Margaret Atwood does the same, shifting from novelist to critic in “In Other Worlds: SF and the Human Imagination” (Nan A. Talese/Doubleday: 259 pp., $24.95), in which she discusses her lifelong relationship with fantasy and science fiction. (She dedicates the book to the superb Ursula Le Guin, author of the “Earthsea” stories and so much more).
To call “In Other Worlds” a defense of science fiction isn’t accurate. Yes, there’s a thread of self-justification here. She does address how a serious novelist with a world-wide reputation would spend her time in genres regarded by the monolithic, anonymous literati as shallow and escapist. In her words:
“Why did I jump the tracks, as it were, from realistic novels to dystopias? Was I slumming, as some ‘literary’ writers are accused of doing when they write science fiction or detective stories?” asks the Toronto-based author in her essay “Dire Cartographies.”

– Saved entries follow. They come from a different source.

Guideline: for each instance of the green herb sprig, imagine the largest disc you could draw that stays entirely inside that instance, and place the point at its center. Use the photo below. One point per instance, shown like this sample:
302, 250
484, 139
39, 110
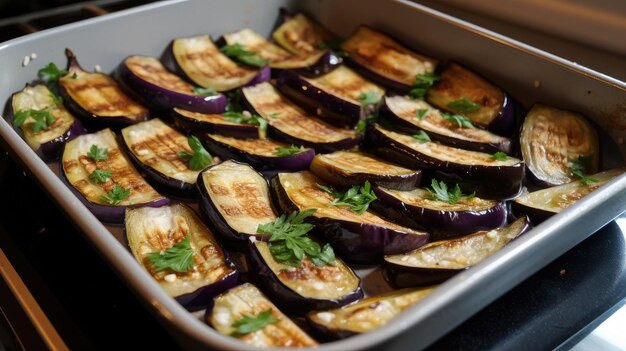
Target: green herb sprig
178, 258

And she does include, as an appendix, her letter to a school district board in San Antonio, Texas, after it banned her novel “The Handmaid’s Tale” (a decision since reversed) for its strong sexual content. “I would like to thank those who have dedicated themselves so energetically to the banning of my novel,” she begins. “It’s encouraging to know that the written word is still taken so seriously.”
But in between these two statements, there is much more — deeply thoughtful, deftly argued, sometimes unexpected — that shows readers how science fiction fits into a long, venerable tradition.
Atwood gives readers a bracing, provocative tour of the writers and books she admires (like Le Guin and H. Rider Haggard’s “She), her interest in ustopia (a mix of utopia and dystopia) in her fiction, as well as some autobiography. (As a child, she explains early on, “I wasn’t much interested in ‘Dick and Jane'…Several-headed man-eating marine life seemed more likely to me, somehow, than Spot and Puff.”)
Not all sci-fi stories offer pure escapism, she argues. The genre fits into a continuum dating to the world’s oldest myths and continuing today with authors who use the genre to examine social ills, not run away from them. Examples here include Edward Bellamy’s “Looking Backward,” Orwell’s “Nineteen Eighty-Four” and her own works, such as “Handmaid” and “Oryx and Crake.”
“High hopes have been dashed, time and time again.…Does that mean we should never try to rectify our mistakes…?” Atwood asks of such ustopian stories, even though she knows the answer. Of course not.
We should always try to improve our fate, but, as the best socially-minded sci-fi stories caution us, she adds, “we should probably not try to make things perfect, especially not ourselves, for that path leads to mass graves.”